Once the tables were set, the groggy kids ate breakfast and slowly but surely perked up. After the tables were cleared, I taught an English lesson until lunch. The first lesson was about respect and defining the rules together so as not to repeat the night before of kids yelling and laughing until the wee hours. Then we did an art project and had lunch. The afternoon was comprised of team activities, running around and playing with the hose to cool off.


Dinner came and went and then it was time to sit around the campfire, play more games and sing songs. The kids warmed up with the fire and also to each other.


The rest of the week flew by. Like clockwork, we woke up, had breakfast, learned English, had lunch, played games, had dinner and sat around the campfire. And each day, the kids grew closer to each other. Words of encouragement could be heard during each activity. When one was homesick, the other would reassure them that it would be okay. They would even help each other communicate. When one didn’t know how to say something, another would help. German, English and Italian whirled in the air in harmony.

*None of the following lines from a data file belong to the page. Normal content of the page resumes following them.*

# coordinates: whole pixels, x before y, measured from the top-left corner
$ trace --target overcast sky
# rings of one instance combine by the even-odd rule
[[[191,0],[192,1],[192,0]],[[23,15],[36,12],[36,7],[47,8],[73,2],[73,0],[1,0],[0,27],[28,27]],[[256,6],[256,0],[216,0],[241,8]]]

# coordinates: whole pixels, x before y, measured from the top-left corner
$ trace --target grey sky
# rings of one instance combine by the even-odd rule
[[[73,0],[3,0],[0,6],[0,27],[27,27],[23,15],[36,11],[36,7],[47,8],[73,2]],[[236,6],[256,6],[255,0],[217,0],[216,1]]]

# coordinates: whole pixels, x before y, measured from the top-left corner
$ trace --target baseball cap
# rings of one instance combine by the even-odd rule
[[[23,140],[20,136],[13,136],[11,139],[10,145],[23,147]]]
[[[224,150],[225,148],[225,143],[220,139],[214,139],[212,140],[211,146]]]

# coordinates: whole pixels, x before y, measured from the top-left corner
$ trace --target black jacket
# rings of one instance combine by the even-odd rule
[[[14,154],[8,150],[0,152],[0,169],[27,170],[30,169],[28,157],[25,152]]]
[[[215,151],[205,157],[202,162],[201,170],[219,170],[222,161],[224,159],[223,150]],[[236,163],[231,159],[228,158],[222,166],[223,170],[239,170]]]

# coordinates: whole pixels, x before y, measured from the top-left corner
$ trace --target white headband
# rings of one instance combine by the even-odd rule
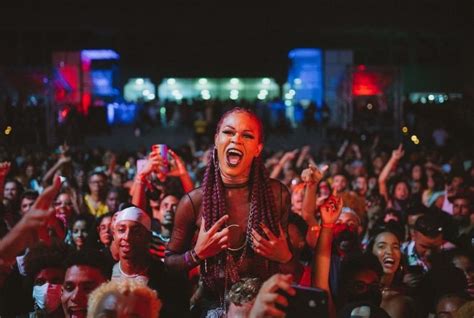
[[[117,215],[115,224],[121,221],[134,221],[143,225],[148,231],[151,231],[151,219],[143,210],[134,206],[123,209]]]

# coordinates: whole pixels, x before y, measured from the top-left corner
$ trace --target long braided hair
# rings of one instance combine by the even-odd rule
[[[245,108],[233,108],[224,113],[217,124],[217,133],[220,130],[223,120],[234,113],[242,112],[248,114],[259,125],[259,142],[263,140],[262,122],[250,110]],[[278,223],[275,220],[273,211],[275,211],[275,200],[270,186],[268,172],[263,164],[261,156],[255,157],[252,161],[250,170],[249,188],[250,188],[250,209],[248,216],[248,225],[246,229],[246,246],[241,257],[246,257],[252,253],[252,229],[259,229],[259,224],[265,224],[275,235],[279,235]],[[225,189],[219,171],[219,160],[217,158],[217,149],[214,147],[209,154],[209,160],[204,174],[202,184],[203,188],[203,217],[206,230],[217,222],[222,216],[227,214],[225,202]],[[250,248],[249,248],[250,247]],[[219,290],[220,282],[226,274],[226,253],[219,253],[216,256],[206,260],[206,266],[202,272],[204,282],[208,287]],[[276,271],[276,264],[269,264],[268,275]],[[231,278],[231,283],[235,283],[237,277]]]

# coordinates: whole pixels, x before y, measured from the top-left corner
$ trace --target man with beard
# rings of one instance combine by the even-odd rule
[[[342,263],[338,317],[389,317],[381,308],[383,270],[372,254],[350,257]]]
[[[441,249],[443,244],[443,223],[439,213],[420,216],[415,222],[411,241],[403,244],[402,252],[407,258],[407,273],[403,282],[409,287],[417,287],[423,274],[431,268],[429,257]]]
[[[112,280],[140,281],[156,290],[163,302],[161,317],[187,317],[189,285],[184,276],[170,273],[148,252],[151,241],[151,219],[141,209],[129,207],[120,212],[114,223],[114,241],[119,261],[112,270]]]
[[[171,238],[174,224],[174,214],[179,199],[168,194],[160,201],[159,209],[153,209],[153,219],[151,220],[152,242],[150,253],[157,256],[164,262],[166,245]]]
[[[61,303],[66,318],[85,318],[89,294],[105,283],[109,267],[100,252],[80,250],[66,260]]]

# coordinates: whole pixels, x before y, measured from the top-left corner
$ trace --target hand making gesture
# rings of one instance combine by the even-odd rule
[[[228,218],[228,215],[224,215],[214,223],[208,231],[206,231],[204,218],[201,219],[201,227],[199,229],[196,245],[194,246],[194,251],[199,259],[204,260],[215,256],[227,248],[229,242],[229,229],[220,229]]]
[[[278,224],[278,227],[280,234],[276,236],[265,224],[260,224],[260,228],[268,239],[260,235],[255,229],[252,229],[252,243],[257,254],[272,261],[285,264],[291,260],[293,255],[288,247],[285,231],[283,231],[280,224]]]

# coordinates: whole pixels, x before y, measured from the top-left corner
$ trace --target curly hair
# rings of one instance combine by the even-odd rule
[[[263,138],[262,123],[260,119],[251,111],[244,108],[233,108],[226,112],[217,125],[217,132],[220,130],[223,120],[234,113],[243,112],[248,114],[259,125],[259,141]],[[251,253],[252,247],[252,229],[261,232],[259,224],[265,224],[275,235],[279,235],[277,222],[275,221],[272,211],[275,211],[275,200],[272,189],[270,187],[270,179],[268,171],[265,169],[261,156],[255,157],[250,169],[250,211],[248,217],[248,225],[246,230],[246,246],[242,252],[242,258]],[[206,230],[209,230],[222,216],[227,214],[225,202],[225,188],[219,171],[219,161],[217,158],[217,149],[209,153],[209,160],[204,174],[202,184],[203,188],[203,217]],[[220,280],[220,273],[226,270],[226,255],[220,253],[212,258],[206,259],[206,268],[202,272],[204,282],[207,286],[215,289],[217,282]],[[275,271],[275,264],[269,264]],[[231,283],[234,284],[239,280],[238,277],[231,277]]]
[[[142,305],[148,301],[150,317],[159,317],[161,309],[161,301],[158,298],[156,291],[133,279],[117,279],[107,283],[103,283],[97,287],[90,295],[87,304],[87,317],[97,317],[99,314],[97,310],[100,304],[107,296],[118,294],[123,297],[134,295],[140,298]]]

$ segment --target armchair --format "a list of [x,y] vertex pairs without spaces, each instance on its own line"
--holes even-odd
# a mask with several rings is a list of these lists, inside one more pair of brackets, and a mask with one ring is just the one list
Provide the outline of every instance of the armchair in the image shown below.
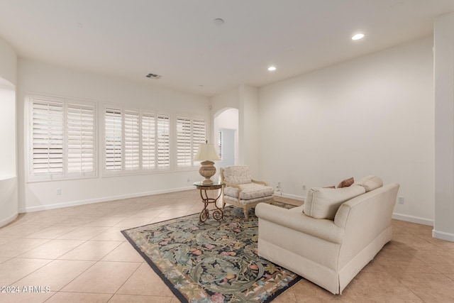
[[234,165],[221,168],[221,180],[226,184],[222,194],[222,208],[226,203],[241,207],[248,219],[249,209],[260,202],[272,203],[274,189],[266,182],[251,178],[249,166]]

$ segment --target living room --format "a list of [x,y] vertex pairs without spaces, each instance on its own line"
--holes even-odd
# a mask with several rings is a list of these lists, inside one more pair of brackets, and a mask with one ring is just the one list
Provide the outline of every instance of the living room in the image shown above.
[[[448,19],[453,22],[452,15]],[[442,24],[437,28],[438,36],[447,31]],[[0,35],[0,77],[6,80],[1,87],[15,92],[15,106],[11,109],[14,114],[7,115],[6,127],[16,133],[15,146],[7,153],[8,160],[1,162],[11,171],[1,175],[16,178],[13,199],[8,204],[1,202],[2,209],[8,209],[0,218],[1,225],[18,213],[193,189],[192,183],[200,179],[199,167],[178,167],[174,154],[167,170],[117,175],[106,171],[101,152],[104,114],[113,104],[155,111],[171,119],[180,116],[201,119],[211,142],[218,139],[214,127],[218,116],[237,109],[236,162],[249,165],[254,176],[273,187],[279,184],[282,196],[302,199],[312,187],[375,174],[386,183],[400,184],[394,219],[434,226],[438,231],[434,236],[454,240],[452,173],[445,170],[454,156],[439,152],[443,146],[440,142],[452,141],[453,131],[446,129],[453,119],[436,119],[449,111],[440,107],[444,103],[434,97],[445,94],[443,97],[448,97],[449,93],[443,92],[453,90],[452,83],[438,86],[437,79],[446,72],[436,68],[437,64],[449,66],[453,57],[436,53],[433,33],[340,61],[333,59],[332,64],[265,85],[242,82],[214,94],[125,79],[79,69],[74,67],[77,64],[71,67],[67,63],[27,57],[18,53],[6,37]],[[443,45],[443,41],[438,44],[439,49]],[[434,62],[436,55],[444,63]],[[133,55],[125,55],[125,61]],[[109,70],[107,66],[98,68]],[[188,82],[199,85],[195,80]],[[94,175],[56,180],[31,176],[28,126],[33,96],[96,104]],[[4,133],[11,134],[4,129],[2,138]],[[12,168],[7,165],[11,162],[16,163]]]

On the last evening, we sat around the campfire and drew names from a bowl. The idea was that for each person we drew, we would go around giving compliments to that person in English. It was such a special moment to see the kids, who just four days prior were strangers, now give each other such heartfelt compliments.

"You are a super fantastic friend!"

"You make me happy when I am sad."

"You are so kind!"

"You are so good at speaking English!"


For each child, there was something nice to be said and my heart swelled with happiness.


The last day rolled around, and as the parents arrived one by one to pick up their children, the hugs and group hugs were never-ending. Learning English was the initial goal of the camp, but what they really learned was unity, and it was a pleasure to be a part of it.